Cyclic Sort
The O(n) time, O(1) space trick for arrays that hold numbers in a known range 1..n: place each value at its natural index, then scan once for anything out of place. Missing numbers, duplicates, and corrupt pairs fall out as a natural consequence.
The moment you should recognize this
You're looking at a LeetCode problem. The array has n integers. The problem says something like "the integers are in the range 1 to n" or "the array contains n+1 integers each in the range 1 to n." Then it asks one of: find the missing number, find all duplicates, find the duplicate and the missing, find the first missing positive. And the follow-up whispers "try to do it in O(1) extra space."
That is cyclic sort. The hash-map solution appears immediately to most people (and works), but the O(1) space constraint exists specifically to push you toward this technique.
Two conditions, both need to be true:
- The values have a known, bounded range directly tied to the array length.
- The problem asks about membership in that range — what is missing, what appeared twice, what broke the sequence.
If you see both, you are almost certainly looking at a cyclic sort problem. The two pointers pattern also gives you O(1) space, but it works on sorted arrays with a pair condition — a structurally different shape. Cyclic sort owns the "values in a range, find the anomaly" shape.
How it works
Here's the core sort in twelve lines:
def cyclic_sort(nums):
i = 0
while i < len(nums):
# where does nums[i] belong?
correct = nums[i] - 1 # value v belongs at index v-1
if nums[i] != nums[correct]: # not already in the right spot
nums[i], nums[correct] = nums[correct], nums[i] # swap it home
else:
i += 1 # current slot is correct, advance
return nums
The invariant: do not advance i until nums[i] is in its correct slot. Every swap places exactly one element correctly. Since there are at most n elements, there are at most n swaps total, regardless of how the inner loop appears to nest. That is the whole O(n) argument.
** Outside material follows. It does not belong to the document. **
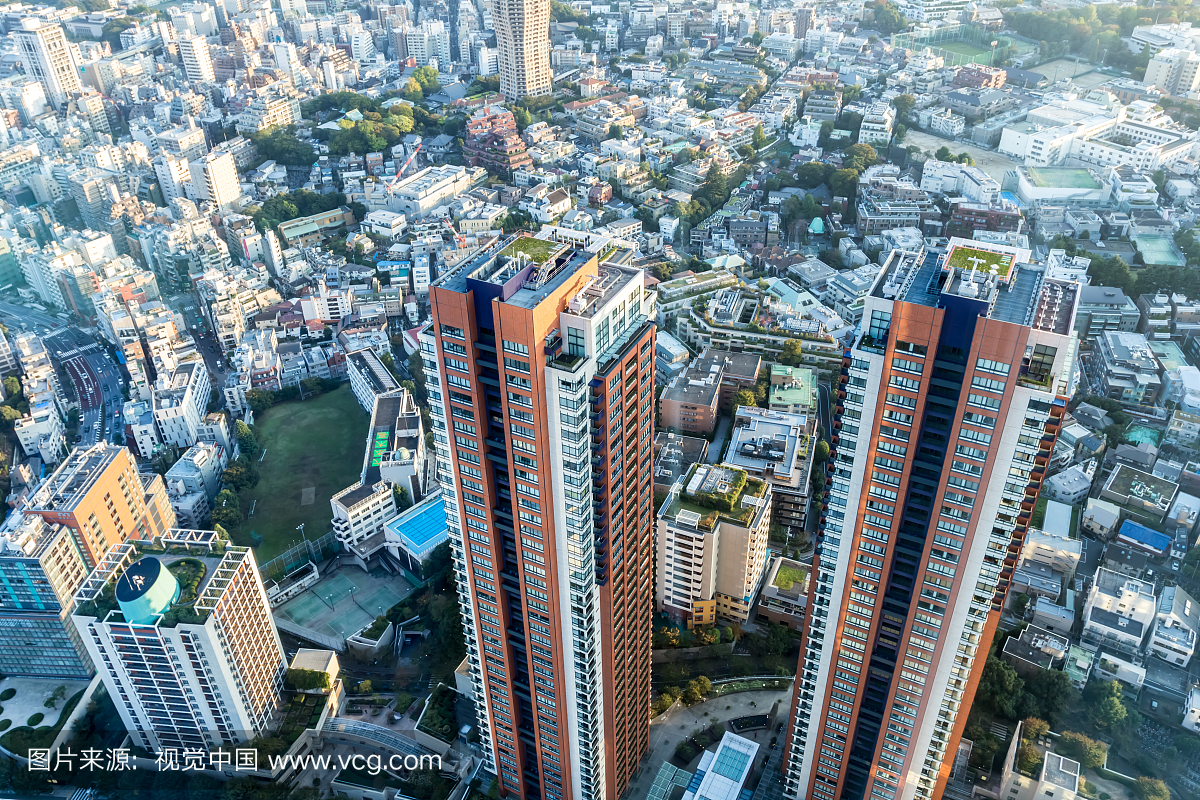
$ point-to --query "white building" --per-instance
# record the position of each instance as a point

The guard nums[i] != nums[correct] instead of i != correct is load-bearing. If two elements share the same value (a duplicate), nums[i] == nums[correct] even though i != correct — the swap would be infinite. The equality check on values breaks the cycle.
flowchart TD
A["i = 0"] --> B{"nums[i] == nums[correct]?"}
B -- "No (not in place, not a duplicate)" --> C["swap nums[i] ↔ nums[correct]<br/>(stay at i)"]
C --> B
B -- "Yes (correct slot or duplicate)" --> D["advance i++"]
D --> E{i < n?}
E -- Yes --> B
E -- No --> F["sort complete — scan for anomalies"]
style C fill:#7c5cff,color:#fff
style F fill:#00ff9d,color:#0a0a0f
After the sort, the answer scan is always the same shape: walk the array, check each slot. The exact question determines what you report.
Worked problems
Problem 1: Missing Number (easy warm-up)
Given an array
numsof n distinct integers in range[0, n], find the one missing number.
This is the gentlest introduction. The range is [0, n] — that's n+1 possible values but only n slots, so exactly one is missing.
def missing_number(nums):
i, n = 0, len(nums)
while i < n:
correct = nums[i] # value v belongs at index v (range is 0..n)
if correct < n and nums[i] != nums[correct]:
nums[i], nums[correct] = nums[correct], nums[i]
else:
i += 1
# scan: which index doesn't hold its expected value?
for i in range(n):
if nums[i] != i:
return i
return n # 0..n-1 are all present, so n is missing
Two things worth noting. First, the range is [0, n] not [1, n], so value v goes to index v (not v-1). Adjust for the range you're given. Second, n itself can't fit in any slot (the array only has indices 0 to n-1), so we skip it with the correct < n guard. After the sort, the first misaligned index is the answer. If every index i holds value i, then n is missing.
Time: O(n). Space: O(1). The Gauss formula n*(n+1)/2 - sum(nums) also solves this in one line — but only for the single-missing case. The cyclic sort generalizes.
Problem 2: Find All Duplicates
Given an array of n integers where each integer is in
[1, n], some elements appear twice. Find all duplicates in O(n) time and O(1) extra space.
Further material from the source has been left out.